Top Customer Reviews

By [KNDY] Dennis A. Amith TOP 500 REVIEWERVINE VOICE on May 5, 2012
Format: Blu-ray
Many may have seen the beautiful actress Charlotte Rampling in films such as Woody Allen's "Startdust Memories" (1980) and Sidney Lumet's "The Verdict" (1982). Many know of Charlotte Rampling through her piercing eyes, the eyes that have been known to many, including those who have worked with Rampling as "The Look".

But while Charlotte Rampling is an actress, a photographer, a painter that will be known for her intelligence and beauty, for those who have followed Rampling's career and have read her interviews, knowing the roles that she has taken in her career, she embodies the path of the "non-traditional" actress. An actress who is not an actress for entertainment but an actress to break through her own barriers. An actress who takes on roles to confront and deal with her own personal issues, may it be her mindset or things that have happened in her life.

But that's the fascinating part about following Charlotte Rampling's work, she does things her own way. Even her acting roles are indicative of a woman who is willing to take on roles that have shocked viewers and critics. From Luchino Visconti's 1969 film "The Damned", the shocking 1974 Liliana Cavani film "The Night Porter" or the taboo, woman and chimpanzee relationship in Nagisa Oshima's 1986 film "Max mon Amour".

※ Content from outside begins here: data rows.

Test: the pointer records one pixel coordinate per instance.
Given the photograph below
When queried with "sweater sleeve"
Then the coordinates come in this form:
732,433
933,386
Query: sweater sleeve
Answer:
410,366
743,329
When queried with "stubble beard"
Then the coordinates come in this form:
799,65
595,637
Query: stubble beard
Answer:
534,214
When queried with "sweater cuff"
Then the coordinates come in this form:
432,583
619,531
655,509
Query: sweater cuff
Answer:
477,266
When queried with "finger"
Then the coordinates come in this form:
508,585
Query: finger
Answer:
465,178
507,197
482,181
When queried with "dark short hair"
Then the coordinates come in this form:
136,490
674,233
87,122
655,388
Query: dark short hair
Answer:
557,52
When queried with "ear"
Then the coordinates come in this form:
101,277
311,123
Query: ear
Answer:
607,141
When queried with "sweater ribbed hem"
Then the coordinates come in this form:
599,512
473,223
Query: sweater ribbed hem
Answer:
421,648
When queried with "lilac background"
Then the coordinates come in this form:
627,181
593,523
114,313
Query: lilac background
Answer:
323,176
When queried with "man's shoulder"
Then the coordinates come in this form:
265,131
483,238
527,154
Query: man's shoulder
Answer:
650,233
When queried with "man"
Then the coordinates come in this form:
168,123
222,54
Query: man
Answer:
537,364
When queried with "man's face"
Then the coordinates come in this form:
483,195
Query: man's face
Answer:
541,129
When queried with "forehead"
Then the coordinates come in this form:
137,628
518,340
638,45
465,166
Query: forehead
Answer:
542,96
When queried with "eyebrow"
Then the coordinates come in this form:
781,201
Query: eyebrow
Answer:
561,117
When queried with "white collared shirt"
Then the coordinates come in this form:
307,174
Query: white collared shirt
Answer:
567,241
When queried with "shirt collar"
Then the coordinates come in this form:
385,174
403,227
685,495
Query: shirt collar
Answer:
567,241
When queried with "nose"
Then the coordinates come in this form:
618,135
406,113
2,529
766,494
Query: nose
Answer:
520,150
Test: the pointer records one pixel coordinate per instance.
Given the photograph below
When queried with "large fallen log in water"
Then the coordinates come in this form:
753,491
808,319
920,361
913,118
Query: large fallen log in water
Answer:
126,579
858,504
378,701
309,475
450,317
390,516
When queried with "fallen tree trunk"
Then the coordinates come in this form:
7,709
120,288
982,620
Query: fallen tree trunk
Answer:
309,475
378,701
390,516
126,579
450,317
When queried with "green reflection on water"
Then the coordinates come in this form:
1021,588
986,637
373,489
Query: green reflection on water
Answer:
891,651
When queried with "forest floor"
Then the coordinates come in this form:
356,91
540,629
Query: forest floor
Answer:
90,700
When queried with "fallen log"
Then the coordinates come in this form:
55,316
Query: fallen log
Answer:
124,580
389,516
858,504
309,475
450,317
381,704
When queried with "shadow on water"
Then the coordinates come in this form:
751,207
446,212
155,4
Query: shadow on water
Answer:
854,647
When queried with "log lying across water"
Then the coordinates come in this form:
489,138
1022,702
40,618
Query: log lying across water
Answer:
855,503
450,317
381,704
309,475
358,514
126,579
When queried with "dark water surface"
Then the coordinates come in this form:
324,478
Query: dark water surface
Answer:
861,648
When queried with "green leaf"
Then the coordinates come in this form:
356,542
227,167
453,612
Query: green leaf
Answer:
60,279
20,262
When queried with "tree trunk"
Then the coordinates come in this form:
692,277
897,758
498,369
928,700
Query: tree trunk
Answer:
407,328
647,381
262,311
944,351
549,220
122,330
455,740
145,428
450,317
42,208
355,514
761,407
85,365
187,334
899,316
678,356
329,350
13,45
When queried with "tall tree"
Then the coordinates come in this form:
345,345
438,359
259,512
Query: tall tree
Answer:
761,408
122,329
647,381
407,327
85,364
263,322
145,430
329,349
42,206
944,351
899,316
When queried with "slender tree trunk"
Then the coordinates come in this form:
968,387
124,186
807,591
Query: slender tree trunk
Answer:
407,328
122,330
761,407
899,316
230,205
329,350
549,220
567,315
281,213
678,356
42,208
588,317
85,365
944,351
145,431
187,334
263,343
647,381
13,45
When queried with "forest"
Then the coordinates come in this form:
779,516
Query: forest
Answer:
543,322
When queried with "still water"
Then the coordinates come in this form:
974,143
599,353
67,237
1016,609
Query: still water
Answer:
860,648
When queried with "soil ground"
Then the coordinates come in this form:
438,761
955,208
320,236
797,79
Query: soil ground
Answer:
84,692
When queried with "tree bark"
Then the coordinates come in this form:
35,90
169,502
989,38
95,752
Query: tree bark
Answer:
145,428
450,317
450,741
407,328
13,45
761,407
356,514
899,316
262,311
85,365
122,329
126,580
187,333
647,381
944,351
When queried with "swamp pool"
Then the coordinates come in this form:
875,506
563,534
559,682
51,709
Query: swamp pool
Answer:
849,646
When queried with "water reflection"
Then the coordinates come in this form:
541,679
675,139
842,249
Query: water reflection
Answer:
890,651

Suffice to say, many have wanted to know more about this actress and why she had taken roles that many consider as audacious, cool or even weird. From her career which began in 1969 and continuing to make films in 2012, Charlotte Rampling continues to live life the way she wants, the way she feels and could really care less of what people think.

Rampling has also starred in commercial films such as "Deception", "Babylon A.D.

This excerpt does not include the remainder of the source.